Чейбсен, куда держал путь караван, лежит по другую сторону горного хребта, стоящего к югу от реки Тэтунг-гол. По словам тангутов, перейти через этот горный хребет с вьючными верблюдами было невозможно. Простившись со своими спутниками-тангутами, Пржевальский оставил верблюдов на пастбище возле Чортэнтана и нанял китайцев перевезти вьюки в Чейбсен на мулах и ослах.
Двигаясь узкой тропинкой вдоль ущелья, путешественники видели рассыпанные на дне его черные палатки и деревянные жилища тангутов, а над собою — горы, покрытые лесами и — выше лесов — густыми кустарниками. Громадные скалы вздымались со всех сторон. На перевале тропинка вилась зигзагами по крутой, почти отвесной горе.
Но как бы ни был опасен и утомителен путь, Пржевальский внимательно наблюдал открывавшийся перед ним незнакомый мир, любовался его красотой. «Вьючным животным идти здесь чрезвычайно трудно, — говорит он, рассказывая о переходе через Южно-тэтунгские горы. — Зато с перевала открывается великолепный вид на холмистую равнину, которая раскинулась тотчас за горами».
На северной окраине этой равнины, на высоте 2700 метров, лежит кумирня Чейбсен. Прежде чем двинуться отсюда к Куку-нору, Пржевальский решил исследовать горы Нань-шаня, не изученные до того времени ни одним ученым. Оставив всю лишнюю кладь в Чейбсене и наняв здесь монгола, знавшего тангутский язык, путешественники 10 июля отправились в горы.
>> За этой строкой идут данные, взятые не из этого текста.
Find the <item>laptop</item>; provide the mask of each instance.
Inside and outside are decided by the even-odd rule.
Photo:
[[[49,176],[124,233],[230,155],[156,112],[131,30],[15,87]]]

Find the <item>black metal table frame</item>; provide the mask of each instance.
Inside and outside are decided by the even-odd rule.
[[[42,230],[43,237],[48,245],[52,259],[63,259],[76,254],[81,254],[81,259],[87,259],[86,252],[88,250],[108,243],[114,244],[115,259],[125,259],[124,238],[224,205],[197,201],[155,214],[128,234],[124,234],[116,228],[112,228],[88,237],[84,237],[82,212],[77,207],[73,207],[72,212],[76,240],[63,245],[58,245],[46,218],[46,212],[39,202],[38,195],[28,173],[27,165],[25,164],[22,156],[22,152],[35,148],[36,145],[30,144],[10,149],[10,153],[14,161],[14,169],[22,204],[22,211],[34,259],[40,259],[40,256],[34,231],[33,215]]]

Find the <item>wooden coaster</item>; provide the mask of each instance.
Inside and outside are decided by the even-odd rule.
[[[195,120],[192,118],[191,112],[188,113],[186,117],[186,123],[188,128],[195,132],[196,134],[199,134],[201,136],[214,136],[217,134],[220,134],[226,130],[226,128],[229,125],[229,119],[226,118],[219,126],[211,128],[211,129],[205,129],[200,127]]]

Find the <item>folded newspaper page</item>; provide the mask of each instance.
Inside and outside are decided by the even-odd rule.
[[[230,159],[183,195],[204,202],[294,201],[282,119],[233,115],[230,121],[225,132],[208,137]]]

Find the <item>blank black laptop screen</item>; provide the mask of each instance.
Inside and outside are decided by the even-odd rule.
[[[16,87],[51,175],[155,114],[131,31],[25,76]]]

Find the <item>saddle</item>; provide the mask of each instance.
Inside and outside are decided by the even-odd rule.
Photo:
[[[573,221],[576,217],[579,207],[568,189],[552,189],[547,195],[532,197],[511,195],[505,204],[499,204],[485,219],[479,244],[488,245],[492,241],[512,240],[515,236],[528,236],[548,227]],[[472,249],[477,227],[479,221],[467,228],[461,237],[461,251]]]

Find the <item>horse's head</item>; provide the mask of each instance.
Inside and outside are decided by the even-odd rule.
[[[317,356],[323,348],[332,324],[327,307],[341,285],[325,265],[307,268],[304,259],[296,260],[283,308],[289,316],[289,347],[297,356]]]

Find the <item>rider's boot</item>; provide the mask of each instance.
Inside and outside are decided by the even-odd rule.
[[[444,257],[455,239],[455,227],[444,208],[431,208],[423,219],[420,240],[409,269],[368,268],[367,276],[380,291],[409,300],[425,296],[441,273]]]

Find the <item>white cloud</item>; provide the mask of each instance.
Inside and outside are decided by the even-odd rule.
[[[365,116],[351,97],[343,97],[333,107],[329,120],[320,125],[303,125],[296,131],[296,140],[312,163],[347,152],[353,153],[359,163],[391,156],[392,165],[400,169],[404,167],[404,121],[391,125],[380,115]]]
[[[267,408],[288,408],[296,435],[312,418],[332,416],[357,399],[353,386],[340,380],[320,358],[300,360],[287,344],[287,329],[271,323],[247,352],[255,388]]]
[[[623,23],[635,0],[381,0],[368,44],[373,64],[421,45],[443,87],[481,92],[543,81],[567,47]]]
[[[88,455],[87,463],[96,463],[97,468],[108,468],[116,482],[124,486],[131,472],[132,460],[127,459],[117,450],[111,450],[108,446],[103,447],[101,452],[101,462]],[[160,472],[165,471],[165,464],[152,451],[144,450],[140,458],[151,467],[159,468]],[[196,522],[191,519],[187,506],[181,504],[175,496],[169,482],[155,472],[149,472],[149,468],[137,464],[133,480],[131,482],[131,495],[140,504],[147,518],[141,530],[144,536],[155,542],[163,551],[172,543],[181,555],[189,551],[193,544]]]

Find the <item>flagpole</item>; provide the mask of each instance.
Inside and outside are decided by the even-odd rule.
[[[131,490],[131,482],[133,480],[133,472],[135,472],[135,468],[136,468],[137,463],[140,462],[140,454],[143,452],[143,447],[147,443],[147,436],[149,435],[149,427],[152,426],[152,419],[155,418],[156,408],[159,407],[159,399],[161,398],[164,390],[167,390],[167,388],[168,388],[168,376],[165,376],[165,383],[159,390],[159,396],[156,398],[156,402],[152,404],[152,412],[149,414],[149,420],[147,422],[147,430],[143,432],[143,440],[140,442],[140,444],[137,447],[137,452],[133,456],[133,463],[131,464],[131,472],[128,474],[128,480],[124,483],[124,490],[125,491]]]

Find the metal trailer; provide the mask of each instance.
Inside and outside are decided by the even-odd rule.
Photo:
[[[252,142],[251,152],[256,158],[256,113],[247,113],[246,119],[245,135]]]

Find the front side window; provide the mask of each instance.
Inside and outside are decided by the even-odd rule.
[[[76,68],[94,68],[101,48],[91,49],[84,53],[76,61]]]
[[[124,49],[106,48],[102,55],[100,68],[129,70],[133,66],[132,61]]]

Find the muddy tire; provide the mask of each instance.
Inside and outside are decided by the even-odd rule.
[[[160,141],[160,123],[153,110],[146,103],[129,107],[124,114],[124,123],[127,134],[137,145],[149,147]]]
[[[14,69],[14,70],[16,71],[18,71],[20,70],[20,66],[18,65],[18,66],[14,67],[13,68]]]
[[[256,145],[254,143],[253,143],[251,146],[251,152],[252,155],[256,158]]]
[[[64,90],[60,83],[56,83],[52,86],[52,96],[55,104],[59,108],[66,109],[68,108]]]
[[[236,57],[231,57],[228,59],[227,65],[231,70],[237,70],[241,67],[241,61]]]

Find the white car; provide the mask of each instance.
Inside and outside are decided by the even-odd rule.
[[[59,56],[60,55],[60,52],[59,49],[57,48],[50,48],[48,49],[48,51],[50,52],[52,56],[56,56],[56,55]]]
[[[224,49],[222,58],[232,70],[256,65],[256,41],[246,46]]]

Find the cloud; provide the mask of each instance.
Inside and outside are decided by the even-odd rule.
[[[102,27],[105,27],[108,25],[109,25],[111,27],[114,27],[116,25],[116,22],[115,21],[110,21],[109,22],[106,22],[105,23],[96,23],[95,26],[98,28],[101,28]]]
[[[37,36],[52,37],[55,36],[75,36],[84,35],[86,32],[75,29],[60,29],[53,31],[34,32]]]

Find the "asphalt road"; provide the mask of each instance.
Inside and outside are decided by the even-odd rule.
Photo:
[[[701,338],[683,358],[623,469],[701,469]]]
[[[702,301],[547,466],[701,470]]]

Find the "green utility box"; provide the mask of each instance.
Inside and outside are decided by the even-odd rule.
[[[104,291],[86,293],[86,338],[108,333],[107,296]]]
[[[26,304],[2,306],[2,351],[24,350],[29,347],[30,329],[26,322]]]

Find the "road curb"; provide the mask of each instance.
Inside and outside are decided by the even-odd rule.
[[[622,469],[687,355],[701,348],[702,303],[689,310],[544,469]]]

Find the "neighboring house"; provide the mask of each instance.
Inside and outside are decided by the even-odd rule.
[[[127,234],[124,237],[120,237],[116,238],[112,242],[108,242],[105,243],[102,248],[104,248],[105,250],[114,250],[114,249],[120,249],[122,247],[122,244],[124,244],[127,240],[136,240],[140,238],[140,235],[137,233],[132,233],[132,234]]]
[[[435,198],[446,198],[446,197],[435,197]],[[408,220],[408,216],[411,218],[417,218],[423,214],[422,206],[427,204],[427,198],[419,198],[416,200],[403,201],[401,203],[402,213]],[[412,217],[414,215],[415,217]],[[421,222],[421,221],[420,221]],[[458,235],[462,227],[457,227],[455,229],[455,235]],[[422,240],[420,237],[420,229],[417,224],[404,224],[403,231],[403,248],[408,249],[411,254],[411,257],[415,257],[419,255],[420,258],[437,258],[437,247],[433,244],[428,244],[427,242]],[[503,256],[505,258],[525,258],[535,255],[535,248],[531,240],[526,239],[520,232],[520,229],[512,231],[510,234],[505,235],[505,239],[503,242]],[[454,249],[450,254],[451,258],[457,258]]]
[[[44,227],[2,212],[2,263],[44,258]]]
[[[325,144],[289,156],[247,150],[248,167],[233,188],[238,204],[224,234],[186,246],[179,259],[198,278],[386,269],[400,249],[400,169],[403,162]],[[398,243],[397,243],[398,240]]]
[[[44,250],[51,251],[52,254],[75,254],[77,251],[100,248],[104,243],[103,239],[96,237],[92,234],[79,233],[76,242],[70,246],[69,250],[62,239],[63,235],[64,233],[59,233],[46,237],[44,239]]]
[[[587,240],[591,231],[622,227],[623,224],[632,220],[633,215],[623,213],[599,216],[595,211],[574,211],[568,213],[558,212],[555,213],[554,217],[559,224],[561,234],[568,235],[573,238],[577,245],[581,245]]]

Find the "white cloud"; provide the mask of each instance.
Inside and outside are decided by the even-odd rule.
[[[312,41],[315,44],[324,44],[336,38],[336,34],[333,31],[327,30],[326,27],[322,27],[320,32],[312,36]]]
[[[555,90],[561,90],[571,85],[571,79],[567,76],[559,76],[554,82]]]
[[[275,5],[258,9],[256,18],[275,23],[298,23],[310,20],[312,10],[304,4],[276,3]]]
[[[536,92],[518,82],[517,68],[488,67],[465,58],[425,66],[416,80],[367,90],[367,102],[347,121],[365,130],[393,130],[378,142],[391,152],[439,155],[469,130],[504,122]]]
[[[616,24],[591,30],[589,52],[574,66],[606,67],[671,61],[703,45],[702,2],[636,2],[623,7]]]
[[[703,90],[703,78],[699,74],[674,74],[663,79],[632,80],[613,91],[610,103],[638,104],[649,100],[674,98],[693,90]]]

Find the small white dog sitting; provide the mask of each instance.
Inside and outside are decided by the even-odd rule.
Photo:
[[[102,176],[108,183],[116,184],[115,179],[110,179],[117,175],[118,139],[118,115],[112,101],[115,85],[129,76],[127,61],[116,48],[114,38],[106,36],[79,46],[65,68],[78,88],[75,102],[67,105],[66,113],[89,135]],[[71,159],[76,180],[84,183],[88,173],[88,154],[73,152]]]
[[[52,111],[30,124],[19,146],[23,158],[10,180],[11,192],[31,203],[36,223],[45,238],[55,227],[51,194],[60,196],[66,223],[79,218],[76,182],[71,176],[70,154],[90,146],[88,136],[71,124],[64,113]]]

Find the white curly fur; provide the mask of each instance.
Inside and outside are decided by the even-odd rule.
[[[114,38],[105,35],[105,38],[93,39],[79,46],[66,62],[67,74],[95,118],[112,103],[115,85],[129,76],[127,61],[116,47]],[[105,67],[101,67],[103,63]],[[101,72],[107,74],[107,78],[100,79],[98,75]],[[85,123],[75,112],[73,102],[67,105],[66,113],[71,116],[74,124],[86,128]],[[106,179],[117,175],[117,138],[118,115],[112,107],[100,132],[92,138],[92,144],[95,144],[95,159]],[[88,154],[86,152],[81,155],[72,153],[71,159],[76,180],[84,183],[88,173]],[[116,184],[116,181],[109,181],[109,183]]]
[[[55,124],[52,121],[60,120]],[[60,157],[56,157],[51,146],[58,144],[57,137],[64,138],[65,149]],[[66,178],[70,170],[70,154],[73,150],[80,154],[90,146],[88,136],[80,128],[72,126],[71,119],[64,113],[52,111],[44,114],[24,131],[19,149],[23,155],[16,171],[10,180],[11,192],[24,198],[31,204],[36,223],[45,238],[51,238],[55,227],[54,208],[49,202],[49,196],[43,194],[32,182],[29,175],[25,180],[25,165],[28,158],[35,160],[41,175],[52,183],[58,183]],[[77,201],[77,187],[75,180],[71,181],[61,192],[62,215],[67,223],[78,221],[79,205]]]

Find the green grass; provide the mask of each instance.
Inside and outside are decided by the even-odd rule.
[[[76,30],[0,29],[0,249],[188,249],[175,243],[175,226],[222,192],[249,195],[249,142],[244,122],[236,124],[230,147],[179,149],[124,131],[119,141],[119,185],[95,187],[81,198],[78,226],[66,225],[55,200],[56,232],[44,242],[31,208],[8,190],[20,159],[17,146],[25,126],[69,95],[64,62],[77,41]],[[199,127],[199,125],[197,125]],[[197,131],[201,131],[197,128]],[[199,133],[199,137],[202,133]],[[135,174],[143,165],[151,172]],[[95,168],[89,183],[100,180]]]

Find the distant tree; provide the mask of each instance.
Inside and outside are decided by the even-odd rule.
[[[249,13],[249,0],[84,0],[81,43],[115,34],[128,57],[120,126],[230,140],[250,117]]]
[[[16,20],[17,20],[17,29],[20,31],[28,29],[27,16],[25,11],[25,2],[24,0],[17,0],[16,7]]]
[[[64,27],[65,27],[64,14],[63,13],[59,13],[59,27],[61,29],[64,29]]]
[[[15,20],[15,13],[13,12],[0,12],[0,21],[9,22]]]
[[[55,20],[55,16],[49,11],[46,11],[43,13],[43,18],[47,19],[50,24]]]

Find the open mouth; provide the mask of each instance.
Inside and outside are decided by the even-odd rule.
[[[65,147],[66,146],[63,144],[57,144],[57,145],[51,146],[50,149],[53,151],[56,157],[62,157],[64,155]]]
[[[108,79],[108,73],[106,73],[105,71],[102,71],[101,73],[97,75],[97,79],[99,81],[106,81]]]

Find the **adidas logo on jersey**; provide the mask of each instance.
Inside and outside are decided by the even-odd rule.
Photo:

Участник четырех экспедиций Пржевальского — казак Дондок Иринчинов.
В Северном Тибете. Верховья Голубой реки. Фото Роборовского.
В Наньшанских горах Пржевальский изучал физические условия, при которых растет лекарственный ревень, чтобы перенести культуру ревеня к себе на родину. Николай Михайлович знакомился с природой страны, измерял высоту горных вершин.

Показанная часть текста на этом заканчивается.